Everyone understands that sales taxes are our most regressive tax … they land much more substantially on the poor than the wealthy. The Institute on Taxation and Economic Policy’s examination of tax burdens in South Carolina found that in 2007 those with the lowest 20 % of incomes paid 5.1 % of their income in sales taxes while the wealthiest 1 % paid .8 %. Adding sales taxes on prescription drugs, groceries and home heating fuels and electricity together represents $1.127 billion of the new taxes that will have an especially hard impact on low-income consumers. The elimination of the sales tax on groceries was an explicit attempt by the Republican-controlled General Assembly to reduce some of the regressive impact of the property tax for sales tax swap embodied in Act 388 of 2006. That law raised sales taxes on low income renters while giving them not a penny of property tax relief.
There are ways to reduce the regressive effects of charging sales taxes on additional items and services.
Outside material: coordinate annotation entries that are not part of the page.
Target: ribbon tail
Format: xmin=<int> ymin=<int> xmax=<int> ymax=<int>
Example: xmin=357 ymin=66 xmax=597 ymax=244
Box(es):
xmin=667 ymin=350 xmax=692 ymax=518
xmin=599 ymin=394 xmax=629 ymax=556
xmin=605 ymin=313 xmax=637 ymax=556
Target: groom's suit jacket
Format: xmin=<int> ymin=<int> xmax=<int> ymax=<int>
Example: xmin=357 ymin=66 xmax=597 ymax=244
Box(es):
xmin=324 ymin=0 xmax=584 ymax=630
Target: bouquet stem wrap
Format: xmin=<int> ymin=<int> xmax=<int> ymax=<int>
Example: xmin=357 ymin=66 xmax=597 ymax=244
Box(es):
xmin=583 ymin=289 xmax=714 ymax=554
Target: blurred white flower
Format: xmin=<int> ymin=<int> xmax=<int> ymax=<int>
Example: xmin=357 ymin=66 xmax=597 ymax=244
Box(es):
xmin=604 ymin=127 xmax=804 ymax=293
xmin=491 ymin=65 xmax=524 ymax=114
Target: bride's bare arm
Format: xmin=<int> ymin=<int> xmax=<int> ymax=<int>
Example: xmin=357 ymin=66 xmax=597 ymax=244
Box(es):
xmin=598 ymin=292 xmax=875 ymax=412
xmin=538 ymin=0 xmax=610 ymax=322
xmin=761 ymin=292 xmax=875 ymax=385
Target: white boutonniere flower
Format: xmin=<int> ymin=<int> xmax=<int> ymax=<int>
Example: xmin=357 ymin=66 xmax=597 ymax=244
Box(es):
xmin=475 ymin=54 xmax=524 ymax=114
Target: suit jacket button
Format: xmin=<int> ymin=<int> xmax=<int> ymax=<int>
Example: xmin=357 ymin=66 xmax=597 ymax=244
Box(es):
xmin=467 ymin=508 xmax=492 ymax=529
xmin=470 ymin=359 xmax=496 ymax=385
Those include a State EITC which provides a refundable, tax credit to working poor families or a refundable low-income tax credit that is not limited to working people and helps the low-income unemployed, disabled and elderly as well.
South Carolina needs to find new revenues and to better balance its tax base. There are many ways to do that which are substantially less regressive than eliminating sales tax exemptions on necessities like prescription drugs, groceries and home heating fuels.